Agrivoltaics adoption is still fairly limited globally. Total global capacity grew from about five megawatts in 2012 and 3 gigawatts in 2018 to more than 14 gigawatts in 2021, according to Germany’s Fraunhofer Institute for Solar Energy Systems. The world’s largest agrivoltaics system is in China, with solar panels on top of a massive berry farm on the edge of the Gobi Desert than can produce 700 megawatts of power.
Critics say that given the technological and logistical hurdles posed by agrivoltaics systems, it may never enter the mainstream. But with innovations in the pipeline and surging demand for renewable energy around the world, it’s certainly possible that agrivoltaics might evolve from a niche discipline to a popular way to feed and power communities around the world.
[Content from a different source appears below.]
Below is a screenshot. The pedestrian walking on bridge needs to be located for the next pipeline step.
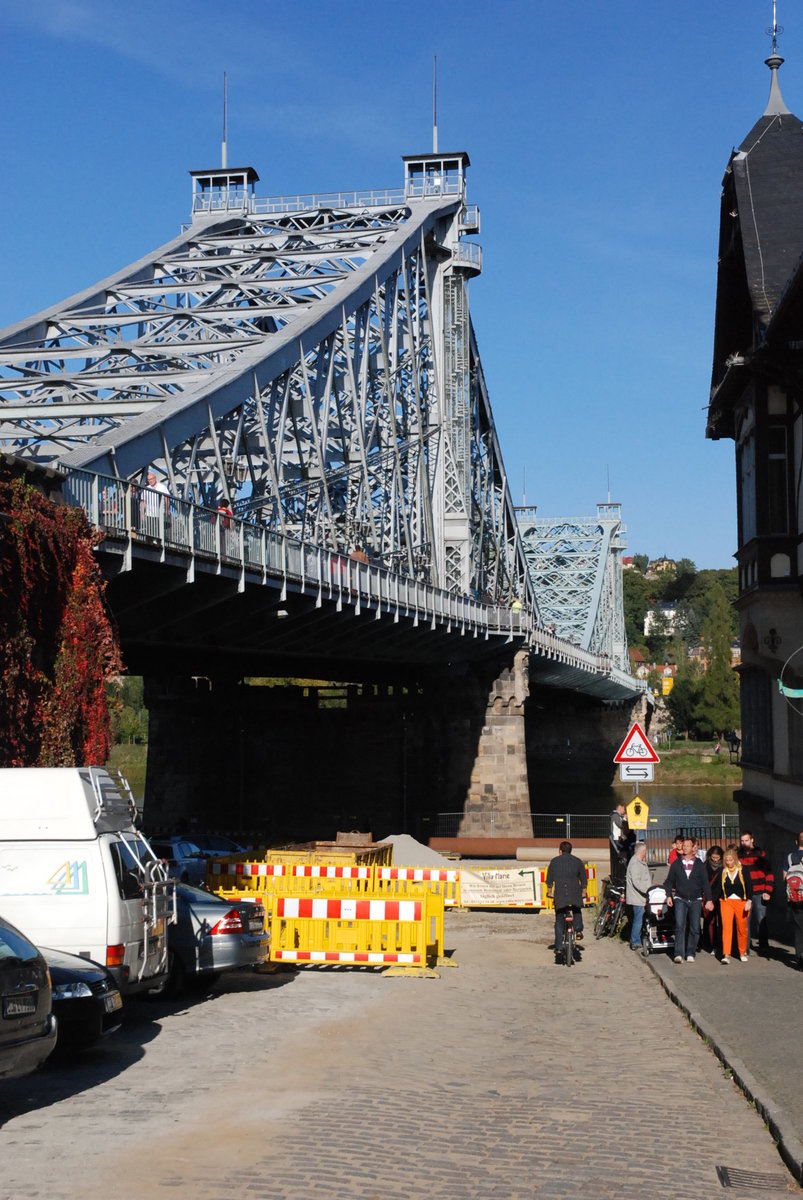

The need for these sorts of multifaceted climate solutions could not be more pressing. Seeing as much of the world is getting hotter and drier, agrivoltaics boost climate resilience wonderfully by creating more favorable growing conditions for plants while increasing the efficiency of solar power in hot and dry climates. By directly addressing the food-water-energy nexus with more sustainable land use, agrivoltaics can bolster the availability of humanity’s most indispensable resources. In essence, agrivoltaics is most useful where it’s most needed - in the Global South, where climate change is exacerbating resource shortages.
Ultimately, energy is the lifeblood of civilization. The misguided ways in which we produce and consume it explains much of our current predicament. As the world warms and the need for climate solutions grows, we may need to discard conventional wisdom and think out of the box to leverage human ingenuity for our collective benefit.
If we can produce and distribute energy more sustainably, we will go a long way toward alleviating many of our most urgent societal problems. It remains to be seen how broadly and how quickly agrivoltaics will be adopted around the world, but the bottom line is that climate solutions like agrivoltaics - which address a diverse range of concerns and benefit many people rather than a few - will win out in a decarbonized future.